Cunhãs, ariranha, aranha

Sertões, Guimarães, bachianas, águas

 Imarionaima, ariraribóia/

Na aura das mãos do Jobim-açu”.

 O refrão da canção trazia uma advertência que, hoje, parece  escrita na medida para os governantes e empresários que pressionam pelo fim do isolamento social: “O Brazil tá matando o Brasil”. 

Apreciador da vida noturna, Aldir bebeu até não poder mais e quando não pôde mais, por conta do diabetes, parou. Recolheu-se à família, outra das suas grandes paixões. Em sua fase de abstinência, só abriu duas exceções: no dia em que completou 70 anos e na morte do pai, Alceu, seu grande exemplo de simplicidade.

….e a Vila Isabel dá samba

João Bosco, Aldor Blanc e Moacyr Luz, na gravação de “Me dá a Penúltima”

Nos anos em que esteve separado musical e afetivamente de João, encontrou muitos parceiros.
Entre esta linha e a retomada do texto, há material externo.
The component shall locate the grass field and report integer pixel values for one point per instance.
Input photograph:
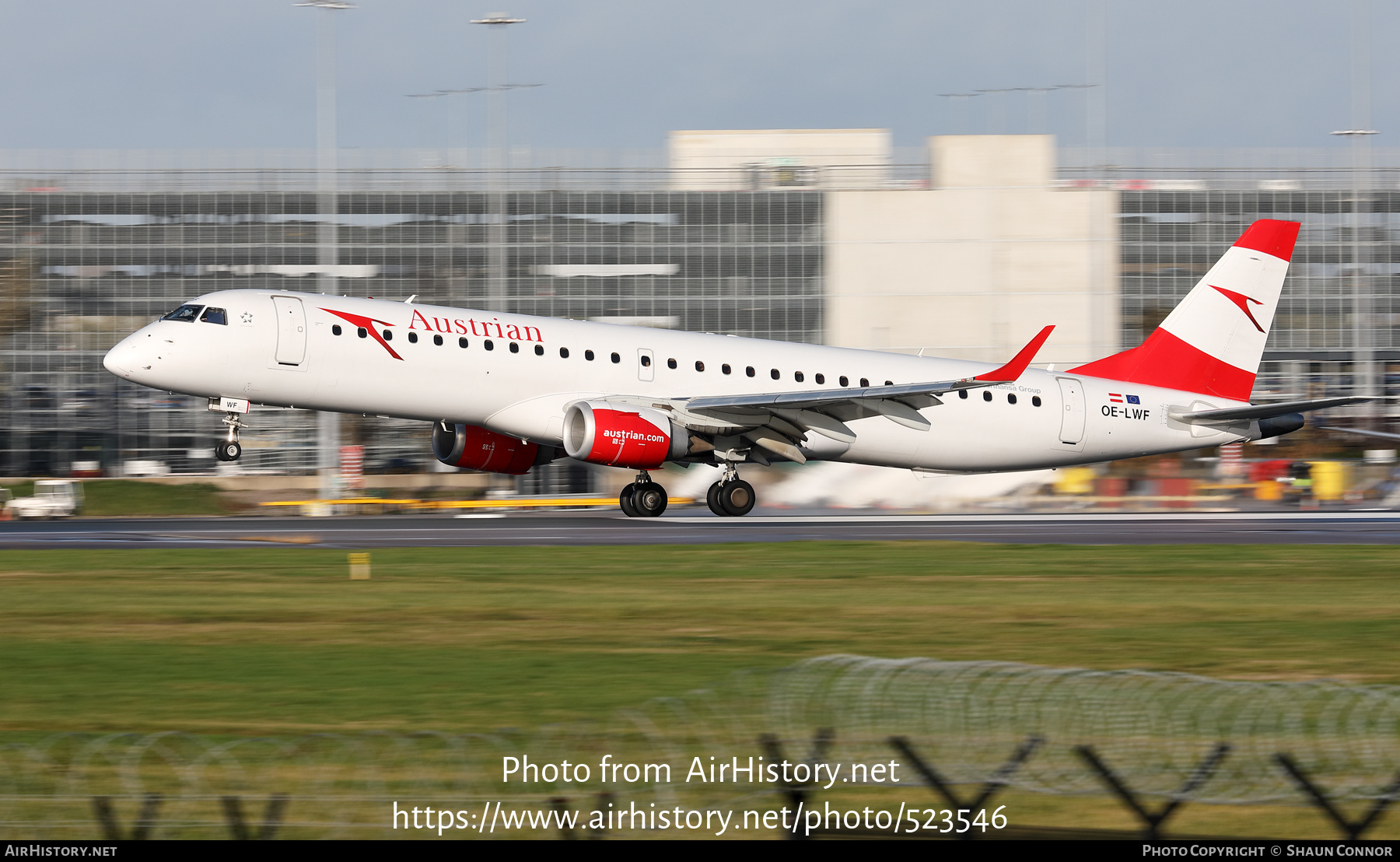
(279, 639)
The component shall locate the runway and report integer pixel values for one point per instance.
(693, 527)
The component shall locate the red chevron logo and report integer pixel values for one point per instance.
(1242, 301)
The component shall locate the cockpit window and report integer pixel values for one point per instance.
(185, 313)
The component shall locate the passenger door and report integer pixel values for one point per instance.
(1071, 417)
(292, 331)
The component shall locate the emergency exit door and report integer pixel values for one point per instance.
(292, 331)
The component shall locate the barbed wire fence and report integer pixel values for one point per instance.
(1141, 735)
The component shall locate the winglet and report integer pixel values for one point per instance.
(1018, 364)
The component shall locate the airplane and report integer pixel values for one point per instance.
(506, 392)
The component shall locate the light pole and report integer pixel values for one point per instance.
(328, 424)
(1363, 356)
(499, 140)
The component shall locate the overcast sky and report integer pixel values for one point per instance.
(622, 73)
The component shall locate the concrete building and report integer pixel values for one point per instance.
(962, 248)
(780, 159)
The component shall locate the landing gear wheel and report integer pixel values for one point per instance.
(649, 499)
(737, 497)
(712, 499)
(625, 501)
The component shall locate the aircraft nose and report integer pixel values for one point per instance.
(121, 360)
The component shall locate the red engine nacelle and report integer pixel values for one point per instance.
(640, 438)
(482, 450)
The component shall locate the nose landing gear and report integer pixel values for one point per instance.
(643, 499)
(731, 497)
(230, 450)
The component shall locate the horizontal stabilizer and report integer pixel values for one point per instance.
(1252, 412)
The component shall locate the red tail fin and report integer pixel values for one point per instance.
(1214, 339)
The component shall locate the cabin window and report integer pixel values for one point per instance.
(185, 314)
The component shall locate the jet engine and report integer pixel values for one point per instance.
(640, 438)
(482, 450)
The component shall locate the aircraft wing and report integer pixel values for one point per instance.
(1252, 412)
(779, 420)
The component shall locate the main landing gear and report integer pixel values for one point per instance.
(643, 499)
(731, 497)
(230, 450)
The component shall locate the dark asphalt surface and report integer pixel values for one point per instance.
(692, 527)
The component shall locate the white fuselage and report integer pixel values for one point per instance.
(271, 354)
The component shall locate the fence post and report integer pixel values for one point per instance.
(1154, 822)
(797, 792)
(145, 819)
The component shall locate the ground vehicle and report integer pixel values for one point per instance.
(52, 499)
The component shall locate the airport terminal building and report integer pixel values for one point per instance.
(961, 248)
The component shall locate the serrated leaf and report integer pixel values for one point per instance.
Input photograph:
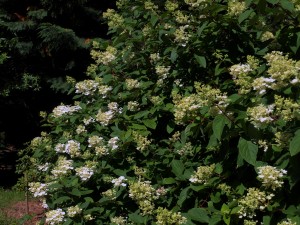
(169, 180)
(174, 55)
(170, 127)
(218, 126)
(141, 114)
(248, 151)
(177, 168)
(136, 218)
(295, 144)
(273, 1)
(76, 192)
(200, 29)
(198, 214)
(266, 220)
(201, 60)
(61, 200)
(183, 196)
(150, 123)
(243, 16)
(287, 5)
(138, 126)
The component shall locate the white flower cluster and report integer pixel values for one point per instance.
(86, 87)
(81, 129)
(73, 211)
(84, 172)
(71, 147)
(133, 106)
(113, 106)
(88, 120)
(271, 176)
(154, 57)
(44, 204)
(195, 3)
(63, 167)
(119, 181)
(119, 220)
(132, 84)
(203, 174)
(254, 200)
(95, 141)
(162, 71)
(238, 69)
(261, 84)
(105, 117)
(236, 7)
(105, 57)
(113, 143)
(182, 36)
(104, 89)
(54, 217)
(38, 189)
(64, 109)
(260, 115)
(287, 222)
(44, 167)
Letrou com a maestria de sempre as intrincadas melodias de Guinga nas quais não podia mudar uma notinha sequer. Dessa nova parceria surgiriam obras-primas, como o “Baião de Lacan” e “Catavento e Girassol”. Foi muito feliz ainda ao lado de Moacyr Luz e Cristovão Bastos com quem fez o último grande sucesso, “Resposta ao Tempo”, letra memorável composta em 15 minutos, “com um café em cima da perna”. 

Resumindo o que suas não menos brilhantes crônicas publicadas na imprensa ofereciam aos leitores, Aldir explicou: “humor, a tentativa de cantar o espírito carioca, amor por nossa cada vez mais flechada cidade”. Louco por jazz (seu “bálsamo diário”) e por standards norte-americanos, venerava Noel Rosa acima de tudo e dizia que a música mais bonita do mundo devia ser alguma do poeta da Vila. 

Quando perguntado, na histórica entrevista que deu para os amigos ao fazer 70 anos, de onde afinal fluía a inspiração para os versos, Aldir respondeu: “Sem dúvida, quem letra é o garoto do curtíssimo período que passou em Vila Isabel, dos 3 aos quase 11 anos. Quando esse garoto morrer, o letrista, articulista, seja lá o que for, morre junto”.  O garoto se foi aos 73 anos.  Algumas das suas canções continuarão a ser cantadas mesmo que não se mencione mais o nome do compositor. Será sua resposta ao tempo.